14 settembre 2004

Arafat a rischio di espulsione o di assassinio?

In una intervista rilasciata oggi al quotidiano Yedioth Ahronoth, il primo ministro israeliano Ariel Sharon ha nuovamente rilanciato l'ipotesi di espellere Arafat dalla Cisgiordania.
Si tratta dell'ennesima minaccia pronunciata contro Arafat da esponenti del governo israeliano, evidentemente non paghi di tenerlo confinato tra le macerie del suo quartier generale di Ramallah ormai da più di due anni.
In tal senso, infatti, durante i giorni scorsi si erano già espressi il ministro della difesa Mofaz ("Israele troverà il modo ed il tempo giusti per rimuovere Yasser Arafat dalla regione") ed il ministro degli esteri Shalom ("l'espulsione di Arafat è più vicina che mai").
Questa volta, tuttavia, la questione sembra essere ben diversa, visto che Sharon, nell'intervista odierna, ha dichiarato di non vedere differenza tra Arafat e i leader di Hamas Ahmed Yassin e Abdel Aziz Rantisi, entrambi vittime qualche mese fa di assassinii extra-giudiziari da parte di Israele.
Tutti e tre infatti, secondo Sharon, "hanno scelto una politica di morte; come abbiamo agito contro altri assassini, così agiremo contro Arafat".
A questo punto, tuttavia, Sharon dovrebbe mettersi d'accordo con sé stesso dato che, con gli altri "assassini" da lui citati, l'opzione scelta non è stata certo quella dell'espulsione!
Ma dovrebbe mettersi d'accordo anche con Shimon Peres, il quale, giusto ieri, ha ribadito che Arafat meritò, senza dubbio alcuno, il Nobel per la pace conferitogli nel 1994.

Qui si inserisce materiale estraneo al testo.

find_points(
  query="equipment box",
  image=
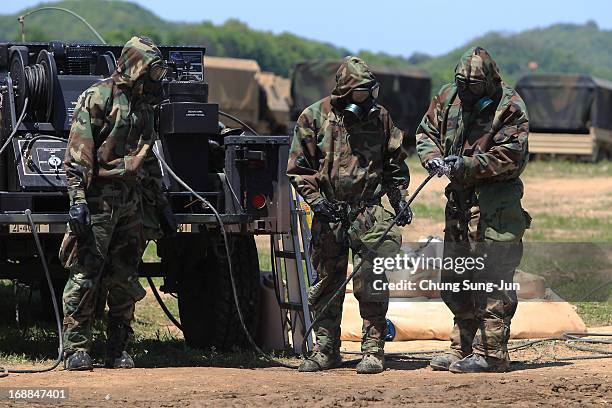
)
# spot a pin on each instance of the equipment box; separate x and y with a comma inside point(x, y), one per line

Secondo Peres, "a Oslo Arafat fece molto: riconobbe lo Stato di Israele, accettò la linea di demarcazione in vigore fino al 1967 come futuro confine dello Stato palestinese, denunciò il terrorismo, si impegnò per la pace; si, penso proprio che si sia meritato il premio Nobel".
Ma insomma, dunque, Arafat è un terrorista o un uomo di pace?
In ogni caso, la progettata "rimozione" di Arafat dai Territori occupati, con il mezzo che Israele riterrà "appropriato", è destinata a scontrarsi con la netta contrarietà degli Usa a tale ipotesi e, soprattutto, con la posizione tenuta dall'Unione europea.
La scorsa settimana, infatti, sia il ministro degli esteri danese Bernard Bot - in qualità di Presidente di turno del Consiglio europeo dei ministri degli esteri - sia il ministro degli esteri tedesco Joschka Fischer hanno ribadito, per l'ennesima volta, la richiesta europea di porre fine al confino di Arafat alla Muqata e la necessità di coinvolgerlo nuovamente nel processo di pace.
Come andrà a finire, Israele procederà per davvero all'espulsione (o all'assassinio...) di Arafat ovvero continuerà a tenerlo confinato in quel di Ramallah?
La prima ipotesi, in verità, sembra poco probabile, sia per le conseguenze che, sul piano internazionale, ne deriverebbero ad Israele, ormai a rischio di sanzioni dopo la pronuncia dell'Icj dell'Aja sulla illegalità del muro di "sicurezza", e sia per il rischio di una vera e propria sollevazione popolare che inevitabilmente seguirebbe ad una tale azione.
Tenere Arafat in vita, ma "congelato", serve invece ad Israele per poter sostenere che, tra i Palestinesi, non vi è un partner idoneo per trattare la pace, per poter definire ormai morta la road map e, in definitiva, per continuare a fare i propri comodi senza tener conto neanche di quei pochi obblighi che la road map stessa poneva in capo ad Israele.
Ma si sa, con gli Israeliani non si è mai sicuri di niente!